Math Bass’s two torso-less leg sculptures (both respectively titled), “Untitled (Brutal Set, performance remnant), 2013,” are concrete casts of a jean short and a more traditional denim pant. These inverted legs, constructed of concrete, defy the weight of their existence. A medium reconfigured, divulging the delicacy of this substance’s physical capabilities. A matter primarily site specific (in a utilitarian sense) can flow upward and (within reason of most inanimate objects), be transportable. Similarly enigmatic is Gavin Kenyon’s “Untitled, 2013.” Fleshy and anthropomorphic is this wall affixed bulbous creation, with a thick curl of a tail molded to its base. Staring intently at this amalgam of smooth and rough, one half hopes (and expects) this furry tail to swing to the tick of a second hand, like a wall clock. The combination of textures (noted as dyed plaster and fur) crescendo into what you may imagine to be a future primitive figurine for idolatry. If Kenyon’s contribution is the futures figurine of idol, then Kaari Upson’s “Foot on Throat, 2013,” must also be anointed into this sainthood, as well. Here too, the texture feigns familiarity. A gaseous rosy magenta is protected by a cloudy exoskeleton of translucent silicon. Long ago hardened seams, divots and wrinkles mar the surface. “Foot on Throat,” is an indefinable petrified object protecting a dance of color below.

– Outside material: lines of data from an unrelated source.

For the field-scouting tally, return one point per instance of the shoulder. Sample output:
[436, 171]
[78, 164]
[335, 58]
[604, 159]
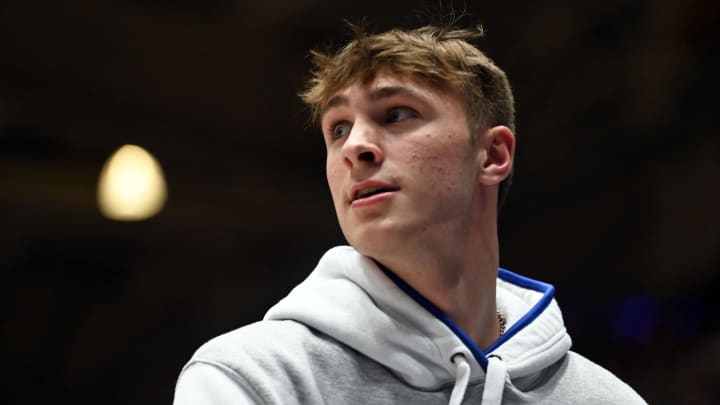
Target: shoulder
[595, 384]
[268, 361]
[268, 345]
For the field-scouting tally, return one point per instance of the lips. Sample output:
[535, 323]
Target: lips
[370, 188]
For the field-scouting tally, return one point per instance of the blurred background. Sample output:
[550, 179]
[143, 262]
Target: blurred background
[615, 199]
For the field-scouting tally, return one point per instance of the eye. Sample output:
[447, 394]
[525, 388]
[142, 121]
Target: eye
[340, 130]
[399, 114]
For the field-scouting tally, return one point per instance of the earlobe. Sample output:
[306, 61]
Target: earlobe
[498, 155]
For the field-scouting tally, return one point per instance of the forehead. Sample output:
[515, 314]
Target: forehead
[386, 85]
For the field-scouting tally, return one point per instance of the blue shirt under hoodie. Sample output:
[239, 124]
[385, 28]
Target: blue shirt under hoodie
[353, 333]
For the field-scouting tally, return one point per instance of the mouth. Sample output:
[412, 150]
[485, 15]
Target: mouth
[366, 192]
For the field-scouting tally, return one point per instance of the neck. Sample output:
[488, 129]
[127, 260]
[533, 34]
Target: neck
[458, 276]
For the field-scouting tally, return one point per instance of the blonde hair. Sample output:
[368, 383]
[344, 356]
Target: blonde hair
[442, 56]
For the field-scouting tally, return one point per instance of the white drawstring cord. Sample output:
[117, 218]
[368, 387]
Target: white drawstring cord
[494, 381]
[462, 378]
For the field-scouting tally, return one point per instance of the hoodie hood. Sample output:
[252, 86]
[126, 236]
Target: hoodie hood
[350, 298]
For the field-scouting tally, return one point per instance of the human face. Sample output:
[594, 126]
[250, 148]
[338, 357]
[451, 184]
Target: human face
[401, 163]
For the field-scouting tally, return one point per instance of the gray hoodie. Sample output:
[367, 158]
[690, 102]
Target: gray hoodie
[354, 333]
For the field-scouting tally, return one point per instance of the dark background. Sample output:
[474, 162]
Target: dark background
[615, 200]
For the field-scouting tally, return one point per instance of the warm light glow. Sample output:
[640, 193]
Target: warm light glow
[132, 186]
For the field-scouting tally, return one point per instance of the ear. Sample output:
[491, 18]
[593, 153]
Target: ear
[498, 154]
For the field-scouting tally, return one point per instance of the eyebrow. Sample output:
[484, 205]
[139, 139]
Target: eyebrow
[377, 94]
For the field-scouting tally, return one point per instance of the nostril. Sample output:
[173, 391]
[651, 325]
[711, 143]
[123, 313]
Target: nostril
[366, 156]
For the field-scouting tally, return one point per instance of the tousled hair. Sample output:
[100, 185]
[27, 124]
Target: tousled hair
[442, 56]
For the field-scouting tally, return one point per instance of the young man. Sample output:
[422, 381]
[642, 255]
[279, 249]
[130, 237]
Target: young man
[418, 126]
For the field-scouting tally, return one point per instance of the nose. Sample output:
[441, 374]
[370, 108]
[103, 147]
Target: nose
[363, 145]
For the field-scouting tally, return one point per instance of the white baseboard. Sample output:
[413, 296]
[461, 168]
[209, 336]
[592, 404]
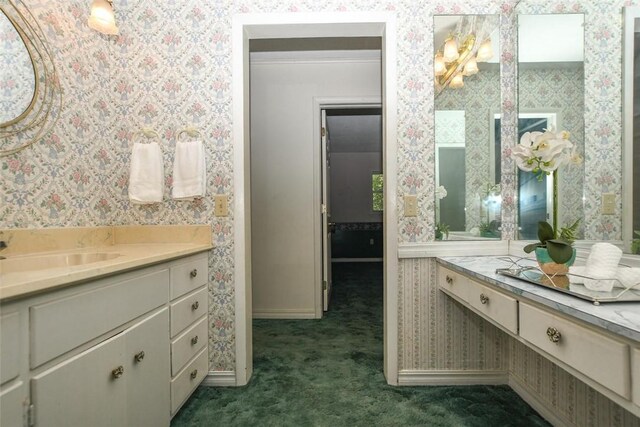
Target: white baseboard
[529, 396]
[284, 314]
[220, 379]
[418, 378]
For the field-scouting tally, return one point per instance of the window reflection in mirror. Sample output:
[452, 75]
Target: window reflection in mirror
[551, 95]
[468, 203]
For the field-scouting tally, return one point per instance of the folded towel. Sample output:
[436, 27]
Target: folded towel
[189, 171]
[629, 277]
[146, 178]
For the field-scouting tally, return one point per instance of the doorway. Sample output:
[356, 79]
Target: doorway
[260, 26]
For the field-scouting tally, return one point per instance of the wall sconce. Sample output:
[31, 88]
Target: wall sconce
[102, 18]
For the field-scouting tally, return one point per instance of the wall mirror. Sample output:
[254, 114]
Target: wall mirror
[30, 95]
[631, 130]
[467, 92]
[551, 95]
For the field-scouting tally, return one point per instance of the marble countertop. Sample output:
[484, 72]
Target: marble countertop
[124, 248]
[619, 318]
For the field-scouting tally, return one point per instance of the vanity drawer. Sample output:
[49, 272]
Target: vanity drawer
[9, 346]
[453, 283]
[187, 344]
[188, 379]
[495, 305]
[186, 310]
[189, 275]
[62, 325]
[587, 351]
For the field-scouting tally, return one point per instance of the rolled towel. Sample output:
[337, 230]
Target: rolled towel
[602, 265]
[629, 277]
[146, 177]
[189, 171]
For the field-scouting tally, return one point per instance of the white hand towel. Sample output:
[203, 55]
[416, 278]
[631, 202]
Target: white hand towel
[189, 170]
[146, 178]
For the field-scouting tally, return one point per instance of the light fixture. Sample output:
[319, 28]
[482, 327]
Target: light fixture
[102, 18]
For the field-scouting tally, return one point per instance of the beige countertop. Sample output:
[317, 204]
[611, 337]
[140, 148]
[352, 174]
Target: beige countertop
[116, 249]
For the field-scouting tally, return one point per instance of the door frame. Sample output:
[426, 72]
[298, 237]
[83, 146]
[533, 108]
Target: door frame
[303, 25]
[327, 103]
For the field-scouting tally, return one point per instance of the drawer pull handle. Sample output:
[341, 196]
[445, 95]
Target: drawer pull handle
[139, 357]
[554, 335]
[117, 373]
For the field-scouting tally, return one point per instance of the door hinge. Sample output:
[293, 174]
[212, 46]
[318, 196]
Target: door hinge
[31, 415]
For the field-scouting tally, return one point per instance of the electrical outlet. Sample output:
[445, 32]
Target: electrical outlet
[221, 207]
[608, 203]
[410, 205]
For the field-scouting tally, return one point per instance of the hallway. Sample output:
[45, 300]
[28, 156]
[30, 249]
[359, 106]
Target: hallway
[328, 372]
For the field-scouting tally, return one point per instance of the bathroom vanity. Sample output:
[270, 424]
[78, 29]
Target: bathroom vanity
[117, 341]
[599, 344]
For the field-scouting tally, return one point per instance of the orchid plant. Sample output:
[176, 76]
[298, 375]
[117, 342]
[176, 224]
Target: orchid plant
[542, 153]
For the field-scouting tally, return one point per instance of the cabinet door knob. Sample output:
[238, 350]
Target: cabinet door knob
[117, 373]
[139, 356]
[554, 335]
[484, 299]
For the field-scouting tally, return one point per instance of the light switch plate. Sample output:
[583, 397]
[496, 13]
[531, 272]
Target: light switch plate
[221, 207]
[608, 203]
[410, 205]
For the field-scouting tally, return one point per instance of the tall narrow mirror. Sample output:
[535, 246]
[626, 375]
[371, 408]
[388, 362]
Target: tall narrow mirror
[467, 93]
[551, 96]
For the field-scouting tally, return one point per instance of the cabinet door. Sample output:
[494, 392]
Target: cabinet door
[148, 387]
[85, 390]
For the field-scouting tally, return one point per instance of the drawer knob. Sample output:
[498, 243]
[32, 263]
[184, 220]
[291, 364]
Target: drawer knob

As each assemblage featured in “CULM” re-evaluates materiality and the identity of such, so too does the paintings (or those approaching this medium). Ryan Foerster’s, “Hurricane (Shawn), 2006-2013,” and “Hurricane (Julie shower), 2006-2012,” hang side-by-side two panels all tumult and color. The erosive C-print with detritus doting the surface seems to be more beautiful then the image that once existed in its entirety, just below the surface are amoeba like shapes, mesmerizing and frustrating. The fleeting subjects leaves you wishing that you could reach in and pull the indefinable shape out. Sam Moyer’s “91607, 2013,” is a repetitive series of horizons. Here, the shadowy fronts reiterate the dystopian future that “CULM” portrays. This linear trifecta divides the surface with wispy ink, forecasting an industrial snowy existence. Here, the opposing visions of the future weave into one.